= Taeko Tomioka =

Japanese writer (1935–2023)

 Taeko Tomioka (富岡 多恵子, Tomioka Taeko; July 28, 1935 – April 6, 2023) was a Japanese writer.

She was born in Osaka, was educated at Osaka Women's College, worked as a high school English teacher and moved to Tokyo in 1960. Tomioka visited New York City in 1964 and returned home to Japan in 1966. In 1969, she married Suga Kishio.

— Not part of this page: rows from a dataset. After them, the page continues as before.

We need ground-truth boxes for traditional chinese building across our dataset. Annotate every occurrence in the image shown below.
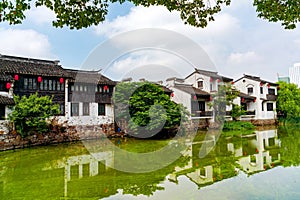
[65,69,116,125]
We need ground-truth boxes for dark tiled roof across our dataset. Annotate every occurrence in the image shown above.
[174,85,210,96]
[66,69,117,85]
[186,68,233,82]
[0,55,68,77]
[267,94,277,101]
[0,70,13,81]
[239,92,256,100]
[0,95,15,105]
[235,74,278,86]
[161,86,173,94]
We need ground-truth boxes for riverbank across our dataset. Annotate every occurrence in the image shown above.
[0,124,126,151]
[0,121,276,151]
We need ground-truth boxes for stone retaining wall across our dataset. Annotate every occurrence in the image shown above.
[243,119,278,126]
[0,124,124,151]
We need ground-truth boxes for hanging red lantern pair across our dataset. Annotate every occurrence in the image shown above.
[38,76,43,83]
[14,74,19,81]
[260,82,264,87]
[6,83,11,90]
[194,95,197,101]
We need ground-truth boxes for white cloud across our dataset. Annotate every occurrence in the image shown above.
[95,6,239,37]
[0,29,56,59]
[95,0,300,81]
[228,51,261,65]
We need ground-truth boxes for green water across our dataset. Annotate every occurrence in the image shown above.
[0,127,300,200]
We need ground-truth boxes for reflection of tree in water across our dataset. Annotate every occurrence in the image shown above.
[278,126,300,167]
[0,127,300,199]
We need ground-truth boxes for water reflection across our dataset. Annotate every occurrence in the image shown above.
[0,128,300,199]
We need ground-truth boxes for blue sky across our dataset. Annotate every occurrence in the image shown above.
[0,0,300,81]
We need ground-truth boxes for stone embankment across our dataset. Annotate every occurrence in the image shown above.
[0,124,124,151]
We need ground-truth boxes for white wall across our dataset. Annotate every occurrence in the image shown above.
[170,87,192,113]
[234,78,277,119]
[289,63,300,87]
[62,102,114,125]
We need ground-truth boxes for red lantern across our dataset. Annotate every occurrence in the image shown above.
[260,82,264,86]
[6,83,11,90]
[14,74,19,81]
[38,76,42,83]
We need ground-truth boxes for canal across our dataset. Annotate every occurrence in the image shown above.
[0,127,300,200]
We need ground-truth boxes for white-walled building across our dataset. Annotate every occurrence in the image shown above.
[234,75,278,120]
[289,63,300,87]
[61,69,116,125]
[166,69,233,119]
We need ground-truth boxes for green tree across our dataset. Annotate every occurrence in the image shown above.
[9,93,59,137]
[277,82,300,119]
[113,82,187,138]
[0,0,300,29]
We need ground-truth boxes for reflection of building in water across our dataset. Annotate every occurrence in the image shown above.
[64,151,114,197]
[168,137,227,187]
[227,130,280,174]
[169,130,281,187]
[45,151,114,197]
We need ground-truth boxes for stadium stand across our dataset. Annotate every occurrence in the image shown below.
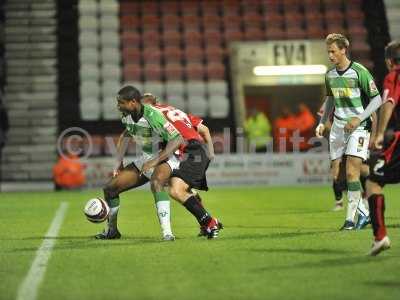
[1,0,57,181]
[0,0,390,180]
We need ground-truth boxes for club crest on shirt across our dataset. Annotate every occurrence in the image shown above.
[369,80,378,93]
[164,122,176,134]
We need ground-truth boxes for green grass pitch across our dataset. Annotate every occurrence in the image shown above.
[0,187,400,300]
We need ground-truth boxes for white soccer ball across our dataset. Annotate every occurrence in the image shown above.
[83,197,110,223]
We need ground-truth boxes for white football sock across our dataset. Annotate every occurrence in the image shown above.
[346,191,361,223]
[357,198,369,217]
[156,200,172,236]
[107,205,119,229]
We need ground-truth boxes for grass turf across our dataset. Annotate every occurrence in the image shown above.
[0,187,400,300]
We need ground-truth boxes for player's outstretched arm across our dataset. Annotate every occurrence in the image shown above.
[197,124,215,160]
[315,96,334,138]
[374,101,395,149]
[140,134,184,174]
[113,129,129,177]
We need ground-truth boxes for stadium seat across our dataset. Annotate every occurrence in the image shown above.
[98,0,119,17]
[122,47,142,64]
[142,46,162,64]
[186,80,207,98]
[181,1,200,16]
[224,29,244,45]
[160,0,180,16]
[166,95,186,111]
[187,96,208,117]
[206,62,225,80]
[141,14,160,31]
[164,62,183,80]
[143,63,163,81]
[79,97,102,121]
[119,1,139,16]
[207,80,228,97]
[142,81,164,98]
[100,77,121,98]
[100,30,120,47]
[182,15,201,30]
[161,15,181,31]
[121,80,143,93]
[208,95,229,119]
[142,30,160,47]
[201,14,221,31]
[242,12,264,30]
[244,27,265,41]
[100,47,121,65]
[205,45,224,63]
[200,0,222,16]
[165,78,186,99]
[79,63,100,81]
[99,15,119,31]
[122,62,142,81]
[79,47,99,65]
[121,31,141,47]
[78,0,98,17]
[184,45,204,63]
[204,27,222,47]
[185,62,205,80]
[100,63,121,82]
[286,27,307,39]
[79,80,100,99]
[162,29,182,47]
[163,46,183,63]
[120,14,140,31]
[139,1,160,15]
[184,30,203,47]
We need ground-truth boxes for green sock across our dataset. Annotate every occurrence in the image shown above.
[153,191,172,236]
[107,197,119,229]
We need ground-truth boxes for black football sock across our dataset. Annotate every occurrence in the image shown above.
[183,196,211,226]
[368,194,386,241]
[332,180,345,201]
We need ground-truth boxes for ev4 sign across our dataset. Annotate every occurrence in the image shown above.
[272,41,311,66]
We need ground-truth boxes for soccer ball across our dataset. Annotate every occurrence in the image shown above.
[83,197,110,223]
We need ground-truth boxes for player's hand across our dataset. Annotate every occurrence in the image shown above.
[315,123,325,138]
[140,159,157,175]
[113,162,124,177]
[373,134,384,150]
[344,117,361,133]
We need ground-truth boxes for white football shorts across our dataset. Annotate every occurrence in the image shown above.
[133,152,180,179]
[329,119,370,160]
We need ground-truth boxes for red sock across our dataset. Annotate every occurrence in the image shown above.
[368,194,386,241]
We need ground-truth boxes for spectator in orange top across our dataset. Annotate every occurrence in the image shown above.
[274,106,297,152]
[295,102,316,151]
[53,154,86,190]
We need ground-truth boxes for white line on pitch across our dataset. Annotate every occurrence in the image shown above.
[17,202,68,300]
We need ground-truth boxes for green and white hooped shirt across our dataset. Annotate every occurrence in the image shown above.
[325,62,379,129]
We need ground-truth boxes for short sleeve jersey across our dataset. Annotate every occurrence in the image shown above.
[325,62,379,125]
[154,104,203,142]
[383,67,400,131]
[121,104,179,154]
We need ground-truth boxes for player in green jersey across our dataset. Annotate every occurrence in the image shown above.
[96,86,183,240]
[316,33,382,230]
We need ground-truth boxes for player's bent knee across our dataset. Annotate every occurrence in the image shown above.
[150,178,165,192]
[103,184,119,199]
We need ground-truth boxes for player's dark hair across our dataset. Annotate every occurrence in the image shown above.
[118,85,142,102]
[385,41,400,64]
[325,33,350,49]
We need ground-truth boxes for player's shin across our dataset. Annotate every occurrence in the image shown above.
[346,181,361,223]
[106,197,119,230]
[153,192,172,236]
[183,195,211,226]
[368,194,387,241]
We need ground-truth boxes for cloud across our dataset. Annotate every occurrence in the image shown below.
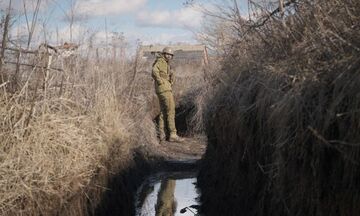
[75,0,147,16]
[0,0,51,14]
[140,32,194,45]
[136,7,202,29]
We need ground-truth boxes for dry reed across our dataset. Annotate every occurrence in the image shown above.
[199,0,360,215]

Tomioka published several collections of poems. Henrei (1958) won the Mr. H Prize (H-shi Shō), awarded by the Association of Contemporary Japanese Poets. Monogatari no akuru hi (1961) received the 'Muro Saisei Prize. Tomioka also wrote a poetical drama Matsuri (1959) and a screenplay Shinju ten no Amijima (Double suicide, 1968).

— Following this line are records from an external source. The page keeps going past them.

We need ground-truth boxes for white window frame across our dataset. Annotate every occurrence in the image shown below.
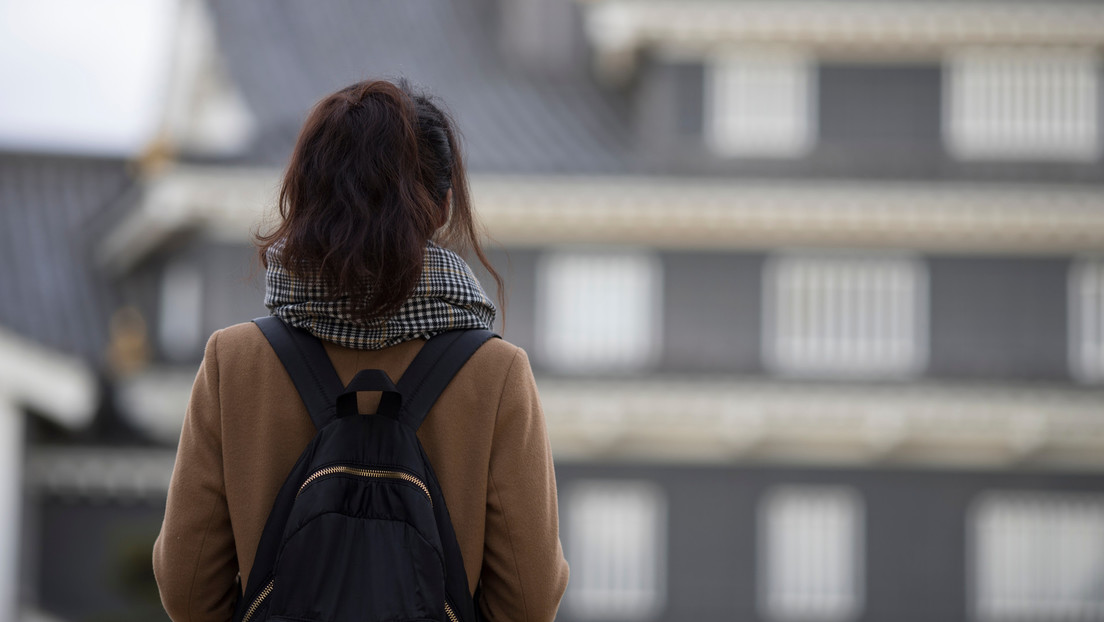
[757,485,866,622]
[157,260,203,361]
[702,49,818,158]
[943,48,1102,161]
[535,249,664,373]
[967,491,1104,622]
[1069,257,1104,383]
[761,251,930,378]
[563,479,667,620]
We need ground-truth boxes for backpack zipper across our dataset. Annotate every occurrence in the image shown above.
[242,579,276,622]
[295,465,433,505]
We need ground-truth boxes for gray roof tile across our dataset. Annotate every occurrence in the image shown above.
[210,0,631,173]
[0,154,131,361]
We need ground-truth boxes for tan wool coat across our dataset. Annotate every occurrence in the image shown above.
[153,324,567,622]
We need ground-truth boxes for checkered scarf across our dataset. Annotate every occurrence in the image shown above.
[265,242,496,350]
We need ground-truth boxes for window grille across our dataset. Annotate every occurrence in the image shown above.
[763,255,928,377]
[970,492,1104,622]
[565,481,667,620]
[758,486,864,622]
[537,252,662,372]
[944,49,1101,161]
[704,52,817,157]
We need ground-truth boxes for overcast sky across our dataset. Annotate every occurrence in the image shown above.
[0,0,177,156]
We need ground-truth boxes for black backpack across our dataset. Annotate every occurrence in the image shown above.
[234,317,496,622]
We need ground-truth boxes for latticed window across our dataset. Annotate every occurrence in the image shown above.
[758,486,864,622]
[537,252,662,372]
[564,481,667,620]
[970,492,1104,622]
[704,50,817,157]
[944,49,1101,160]
[763,255,928,377]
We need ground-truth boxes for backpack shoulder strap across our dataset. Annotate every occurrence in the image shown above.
[399,329,498,430]
[253,316,344,430]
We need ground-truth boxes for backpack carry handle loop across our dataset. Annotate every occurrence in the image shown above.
[337,369,403,418]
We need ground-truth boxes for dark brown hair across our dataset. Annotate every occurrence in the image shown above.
[256,81,502,320]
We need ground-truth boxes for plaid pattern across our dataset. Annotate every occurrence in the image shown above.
[265,242,496,350]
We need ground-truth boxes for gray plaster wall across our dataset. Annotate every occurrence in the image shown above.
[556,461,1104,622]
[660,251,763,373]
[928,256,1070,380]
[631,56,1104,183]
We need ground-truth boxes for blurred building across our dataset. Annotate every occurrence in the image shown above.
[0,0,1104,622]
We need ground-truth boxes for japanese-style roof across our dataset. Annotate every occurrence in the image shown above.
[210,0,629,173]
[0,154,131,361]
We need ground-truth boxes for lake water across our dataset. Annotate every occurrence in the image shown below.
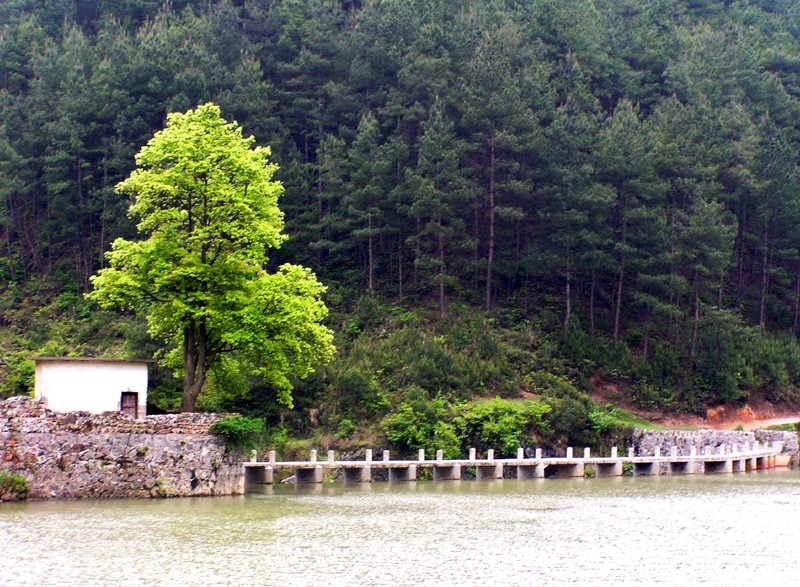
[0,470,800,587]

In 1971, she published the novel Oka ni mukatte hito wa narabu (Facing the Hills they stand). In 1974, Tomioka wrote Shokubutsu sai, which received the Tamura Toshiko Prize. In 1974, she published Meido no kazoku (Family in hell), which received the Women's Literature Prize. Her 1983 novel Namiutsu tochi was published in English as Building Waves (2012: ISBN 9781564787156 ).

Tomioka also translated some English works by authors such as Gertrude Stein into Japanese. She has also produced essays on literature from a feminist viewpoint.

In 1993, she published Nobuyoshi Araki: Akt-Tokyo, 1971-1991, a book of erotic photography. In 1997, Tomioka wrote Hiberunia kikō (A journey to Ireland), which received the Noma Literary Prize.

In 2000, The Funeral of a Giraffe: Seven Stories, a collection of her stories translated from Japanese to English, was published.

Tomioka died on April 6, 2023, at the age of 87.